To enhance prediction accuracy, a GA was employed to optimize the ANN's initial weights and biases. The GA was run for 100 generations with a population size of 50, using a crossover fraction of 0.8 and mutation rate of 0.01. The fitness function minimized the squared difference between the network output and the target antioxidant values. Overall, the experiment has done by screening the factors, optimizing by RSM, modelling by ANN–GA and the obtained results were validated.
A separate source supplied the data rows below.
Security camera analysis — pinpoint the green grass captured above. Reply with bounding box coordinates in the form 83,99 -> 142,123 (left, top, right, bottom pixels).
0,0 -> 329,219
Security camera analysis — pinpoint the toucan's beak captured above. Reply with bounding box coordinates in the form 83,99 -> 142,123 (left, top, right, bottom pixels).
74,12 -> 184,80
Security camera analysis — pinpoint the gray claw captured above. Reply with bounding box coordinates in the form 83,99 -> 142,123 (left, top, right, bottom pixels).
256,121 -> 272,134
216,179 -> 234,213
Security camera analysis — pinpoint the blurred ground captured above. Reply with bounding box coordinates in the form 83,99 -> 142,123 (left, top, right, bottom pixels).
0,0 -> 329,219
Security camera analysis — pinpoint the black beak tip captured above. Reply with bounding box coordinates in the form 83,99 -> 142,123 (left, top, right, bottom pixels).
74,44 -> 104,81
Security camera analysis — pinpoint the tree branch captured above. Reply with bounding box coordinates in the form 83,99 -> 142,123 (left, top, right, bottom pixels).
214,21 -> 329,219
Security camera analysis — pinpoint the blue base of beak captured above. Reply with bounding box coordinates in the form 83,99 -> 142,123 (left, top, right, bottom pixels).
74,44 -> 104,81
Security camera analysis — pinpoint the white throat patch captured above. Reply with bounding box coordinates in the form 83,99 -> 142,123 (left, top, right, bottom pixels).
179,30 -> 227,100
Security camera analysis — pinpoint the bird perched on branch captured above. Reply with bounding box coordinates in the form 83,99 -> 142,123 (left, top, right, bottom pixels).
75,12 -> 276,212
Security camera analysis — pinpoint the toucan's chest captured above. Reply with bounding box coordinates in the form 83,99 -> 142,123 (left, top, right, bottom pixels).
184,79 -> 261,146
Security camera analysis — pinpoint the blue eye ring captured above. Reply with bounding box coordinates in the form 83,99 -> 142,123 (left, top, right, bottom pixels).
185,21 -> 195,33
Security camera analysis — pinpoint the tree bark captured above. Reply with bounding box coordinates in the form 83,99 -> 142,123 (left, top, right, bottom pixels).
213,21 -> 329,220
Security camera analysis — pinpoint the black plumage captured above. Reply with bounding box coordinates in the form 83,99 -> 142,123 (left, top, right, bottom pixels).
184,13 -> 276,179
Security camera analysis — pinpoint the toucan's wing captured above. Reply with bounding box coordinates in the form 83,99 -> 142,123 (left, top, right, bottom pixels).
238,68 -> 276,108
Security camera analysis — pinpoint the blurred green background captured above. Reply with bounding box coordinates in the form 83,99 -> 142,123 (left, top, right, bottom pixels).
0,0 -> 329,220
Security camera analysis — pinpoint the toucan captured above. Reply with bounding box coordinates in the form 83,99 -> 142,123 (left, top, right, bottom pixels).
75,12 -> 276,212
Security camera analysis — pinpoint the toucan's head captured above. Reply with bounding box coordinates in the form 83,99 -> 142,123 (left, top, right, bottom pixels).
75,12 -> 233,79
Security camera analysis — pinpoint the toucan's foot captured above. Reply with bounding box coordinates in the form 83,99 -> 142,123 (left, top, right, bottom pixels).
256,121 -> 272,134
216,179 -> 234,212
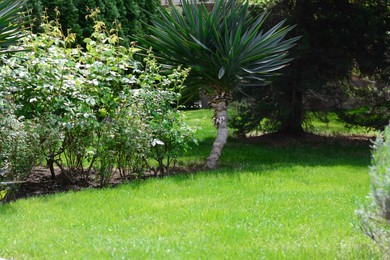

Antioxidant activity increased as the inoculum size was raised to the optimal level. This is possibly because higher viable cell counts accelerate metabolite production. It was found that a 24-hour inoculation time was ideal. Longer fermentation times reduced antioxidant content by degrading phenolics and anthocyanins, whereas shorter fermentation times led to incomplete fermentation. Optimal probiotic growth and metabolic release were supported at the ideal temperature of 37 °C. Higher temperatures increased stress and reduced the stability of bioactive compounds, while lower temperatures hindered microbial activity.
Optimisation process of fermentation commonly begins with a Plackett–Burman (P–B) screening to identify key factors, followed by RSM for refined modelling. For example, Bajpai et al.19 used P–B design to screen significant medium components for CoQ10 production, and then optimized their levels via RSM. This yielded a substantial increase in CoQ10 titer (from 10.8 to 18.57 mg L−1) under the RSM-optimized conditions. Similarly, Hu et al.16 optimized coffee pulp wine fermentation by first pinpointing critical factors (material-to-liquid ratio, pH, sugar, yeast inoculum) through P–B screening, then applying RSM (central composite design) to model the fermentation response. In both cases, RSM proved effective in navigating multifactor interactions to improve fermentation metrics. For instance, the sugarcane–papaya wine optimization by Patil et al.20 achieved significant enhancement in product yields and antioxidant levels using a comparable RSM-based approach. These findings align well with the current study, where a P–B design likely identified influential variables (e.g., temperature, time, inoculum size) for subsequent RSM modelling. The use of RSM in the Sohiong study is in line with the literature. It provides a quadratic model capturing factor interactions, which is crucial since fermentation outcomes depend on a synergy of conditions. Notably, RSM optimization in fruit-based fermentations has led to improved product qualities. Deshaware et al.21 optimized bitter gourd fermentation to boost nutrients, and Yuan et al.22 optimized jujube wine fermentation for maximal antioxidant content. These precedents support the approach used in the Sohiong juice study and provide a benchmark for expected improvements. The main effects plot (Fig. 1) illustrates a steep upward trend in DPPH with increasing temperature, corroborating the strong coefficient observed in the model. Strain L (Lactobacillus plantarum MCC 2974) outperformed strain B (Bifidobacterium BB-12), validating its selection for final formulation. Similarly, increased inoculum size positively influenced antioxidant activity.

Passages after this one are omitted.